Boy, media liblabs sure are predictable. Once it was Ronald Reagan's hair they fixated upon for purposes of ridicule, now it is the hair of 'Ricky Perry'. (The hair of Nancy Pelosi has always intrigued me, but the orthodox entertainment/media figure won't go there. for reasons not hard to figure out.)

BTW, Is it 'Ricky' Perry the way it might be 'Barry' Obama?

Then there was the predictable quote from the late public nuisance/plagiarist Molly Ivins. Quoting Molly Ivins on Texas politics is like quoting some right-wing pundit on Massachusetts politics - you don't usually go to the losing side for insights, except perhaps on how to lose. But Ivins seems to remain a cult figure among left-leaning northern journalists for some reason - her snarkiness toward Republican types, I guess, so emotionally gratifying to those scribes living in places like New York which have declined in significance relative to places like Texas.

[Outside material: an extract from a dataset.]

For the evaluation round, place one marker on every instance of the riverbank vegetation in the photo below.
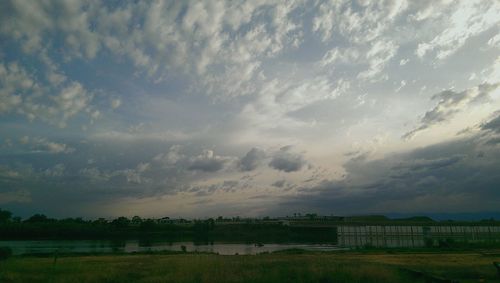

John Edwards not a 'hard man'? A trial lawyer who collected profits from foreclosed Katrina victims while cheating on his cancer-stricken wife? Maybe he got his millions by being an old softie, I guess. What an insight into the mentality.

Finally, this NPR staffer can't even spell 'Monthly' correctly. Imagine if Michelle Bachmann or Sarah Palin had made such an egregious, revealing, metaphorical error on a post. Where are the spellcheck editors there, anyway?